The free space on your hard drive can be fragmented as well as your files.
Over time, as the system writes, modifies, and deletes files, the free space on the drive will be broken up into various bits and pieces scattered across your hard drive. This leads to further fragmentation: when the system writes a new file, it may have to break it up if it is too large for the largest continuous free space.
By defragmenting the free space on your hard drive, you can improve Windows' performance when writing new files. You'll also help prevent new files from being fragmented.
To defragment the freespace on your hard drive:
- In the Drive section at the top of the Defraggler window, right-click the drive to defragment, and then click Advanced.

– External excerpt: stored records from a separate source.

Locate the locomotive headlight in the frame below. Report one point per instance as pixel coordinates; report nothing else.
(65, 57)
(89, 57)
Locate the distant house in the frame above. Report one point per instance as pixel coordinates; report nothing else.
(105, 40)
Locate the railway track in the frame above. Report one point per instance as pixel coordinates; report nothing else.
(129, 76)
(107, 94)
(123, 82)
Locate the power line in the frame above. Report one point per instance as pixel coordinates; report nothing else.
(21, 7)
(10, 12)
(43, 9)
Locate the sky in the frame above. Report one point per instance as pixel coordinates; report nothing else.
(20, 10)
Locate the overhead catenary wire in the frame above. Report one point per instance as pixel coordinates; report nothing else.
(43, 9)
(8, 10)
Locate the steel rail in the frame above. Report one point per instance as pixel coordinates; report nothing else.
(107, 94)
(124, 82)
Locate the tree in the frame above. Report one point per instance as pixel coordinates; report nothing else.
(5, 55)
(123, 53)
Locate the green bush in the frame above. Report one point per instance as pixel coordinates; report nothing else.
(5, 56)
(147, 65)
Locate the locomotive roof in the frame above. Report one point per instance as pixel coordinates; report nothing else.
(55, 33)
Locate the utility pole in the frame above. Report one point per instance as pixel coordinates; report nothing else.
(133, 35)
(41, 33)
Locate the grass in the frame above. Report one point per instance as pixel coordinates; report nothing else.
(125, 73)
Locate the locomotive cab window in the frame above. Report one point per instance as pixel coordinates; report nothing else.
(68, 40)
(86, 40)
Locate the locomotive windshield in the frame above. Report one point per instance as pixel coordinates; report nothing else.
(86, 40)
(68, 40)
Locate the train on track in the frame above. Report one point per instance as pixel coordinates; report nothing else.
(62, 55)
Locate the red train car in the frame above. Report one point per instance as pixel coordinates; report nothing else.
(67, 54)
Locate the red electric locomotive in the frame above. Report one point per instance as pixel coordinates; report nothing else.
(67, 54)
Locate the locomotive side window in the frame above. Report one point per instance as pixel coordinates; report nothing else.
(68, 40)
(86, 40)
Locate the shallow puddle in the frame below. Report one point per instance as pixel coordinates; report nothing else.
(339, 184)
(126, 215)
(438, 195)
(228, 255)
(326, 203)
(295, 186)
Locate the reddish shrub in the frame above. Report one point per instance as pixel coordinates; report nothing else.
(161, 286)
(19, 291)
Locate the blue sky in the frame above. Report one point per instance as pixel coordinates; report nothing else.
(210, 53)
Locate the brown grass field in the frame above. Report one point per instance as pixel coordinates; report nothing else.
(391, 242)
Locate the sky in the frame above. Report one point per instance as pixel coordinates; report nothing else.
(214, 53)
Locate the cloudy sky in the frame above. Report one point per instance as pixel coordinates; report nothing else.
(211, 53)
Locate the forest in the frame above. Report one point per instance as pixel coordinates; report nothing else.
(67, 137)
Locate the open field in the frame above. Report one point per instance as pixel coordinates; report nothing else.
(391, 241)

- Click Defrag Freespace or Defrag Freespace (Allow fragmentation).
If you select Defrag Freespace, Defraggler will fill up free space chunks with whole files only. If you select Defrag Freespace (Allow fragmentation), Defraggler will use file fragments to fill up free space, though it will still try to reduce the number of total fragments on the drive.
You can also tell Defraggler not to move large files around while it's defragmenting free space. For more details, see this topic.
Which option should you use? If you want your free space to be as defragmented as possible, choose Defrag Freespace (Allow fragmentation). If you want to balance reducing the amount of fragmentation in your current files and free space, choose Defrag Freespace.